Ып–хы смиренно сел к очагу, как положено гостю. Они помолчали, глядя в огонь. Ып–хы всё никак не мог решиться заговорить с колдуном о своём страшном деле – язык словно лишился сил, а рот никак не хотел открыться.
— Пы–ытуа–ы–хы, вождь рода Пы–уп – большой дурак, — первым начал разговор Ы–н’тхуа–лхы–гхы, видя робость гостя. Он сердито фыркнул и поправил трещащее полено.
Ып–хы продолжал скромно молчать: такого вождя он не знал. Далёкий род Пы–уп он, конечно, знал, а вот вождя его – нет. Впрочем, чего там! Это храбрые вожди родов и всесильные колдуны знают друг друга – а мы простые охотники… На всякий случай Ып–хы солидно кивнул в знак согласия.

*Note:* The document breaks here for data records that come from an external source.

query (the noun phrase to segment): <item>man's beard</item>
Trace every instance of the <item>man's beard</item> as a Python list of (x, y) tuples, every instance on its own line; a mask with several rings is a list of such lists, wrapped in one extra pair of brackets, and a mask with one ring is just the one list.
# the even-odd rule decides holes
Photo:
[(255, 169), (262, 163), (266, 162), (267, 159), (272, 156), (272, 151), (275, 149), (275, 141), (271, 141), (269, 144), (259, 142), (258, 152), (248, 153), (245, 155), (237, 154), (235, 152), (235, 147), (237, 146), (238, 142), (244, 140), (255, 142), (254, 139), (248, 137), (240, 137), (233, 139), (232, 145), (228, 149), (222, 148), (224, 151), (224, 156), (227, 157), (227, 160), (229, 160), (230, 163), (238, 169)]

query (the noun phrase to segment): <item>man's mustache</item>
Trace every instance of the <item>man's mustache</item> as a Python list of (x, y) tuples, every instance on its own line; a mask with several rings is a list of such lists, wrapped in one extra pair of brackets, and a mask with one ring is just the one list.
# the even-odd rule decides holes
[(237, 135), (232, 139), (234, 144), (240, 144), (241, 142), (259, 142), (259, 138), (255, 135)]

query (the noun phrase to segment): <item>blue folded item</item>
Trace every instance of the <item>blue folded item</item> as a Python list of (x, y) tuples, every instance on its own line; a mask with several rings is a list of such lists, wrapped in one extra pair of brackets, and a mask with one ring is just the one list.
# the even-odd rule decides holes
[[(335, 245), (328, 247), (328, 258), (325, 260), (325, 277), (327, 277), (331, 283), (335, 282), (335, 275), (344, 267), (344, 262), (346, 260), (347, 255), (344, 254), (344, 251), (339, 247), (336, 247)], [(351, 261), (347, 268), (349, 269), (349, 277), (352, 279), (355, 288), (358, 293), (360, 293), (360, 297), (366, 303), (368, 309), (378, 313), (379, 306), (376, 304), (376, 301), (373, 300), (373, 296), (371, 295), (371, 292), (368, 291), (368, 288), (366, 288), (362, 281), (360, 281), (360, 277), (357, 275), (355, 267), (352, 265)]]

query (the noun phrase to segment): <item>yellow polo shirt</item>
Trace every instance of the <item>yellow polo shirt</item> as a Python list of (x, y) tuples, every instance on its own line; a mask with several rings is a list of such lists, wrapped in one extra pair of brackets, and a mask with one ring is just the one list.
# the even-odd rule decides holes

— Этот дурак решил пойти против духов… – противно скривился колдун, и Ып–хы поёжился: идти против духов – действительно страшная глупость… Он старательно закивал.
Ы–н’тхуа–лхы–гхы, между тем, продолжал, высоким скрипучим голосом:
— Всякому ясно: сытные корни и злаки, а также всякая трава и деревья рождаются духами. Духи леса, незримые и всесильные, сажают ростки, и от этого всё произрастает по их воле. А Пы–ытуа–ы–хы, дурак такой, решил сам растить корни и злаки — и женщин своих подучивает… Говорит, из зерён вырастут колосья, без всякой воли незримых духов! Идиот невежественный, – колдун зашёлся в сухом ехидном смешке. – Будет наказан духами, — сообщил он сурово, вдруг прекратив смеяться. – Идти против порядка, установленного духами леса – глупость.
Ып–хы с благоговением и страхом посмотрел на колдуна. Да, их колдун – велик… Вожди – всего лишь самые сильные воины; а колдуны ведают духов, они могущественнее всех вождей, и скоро вожди уступят им свою власть на всей земле, к тому всё давно идёт… А их колдун – самый могущественный среди колдунов, куда уж какому–то вождю рода Пы–уп до него… Цвет гривы колдуна, цвет разъярённого моря – великий признак мудрости и расположения духов; чтобы дожить до бороды такого цвета, надо пережить много–много зим, многое–многое увидеть и понять… Много–много – Ып–хы даже не знал, сколько, он умел считать только до восьми (два пальца у него когда–то откусил пещерный медведь). Простые охотники и вожди столько не живут, они уходят к предкам черноволосыми…
— Вожди – глупцы, это ты верно думаешь, — проницательно посмотрел на Ып–хы колдун, и опять противно хихикнул. Он поставил на очаг горшок с водой, всыпал горсть чёрной вяленой травы. – У кого самые крепкие руки – у тех самые слабые головы. Да… А ты знаешь, что сильнее любых рук, даже самых могучих?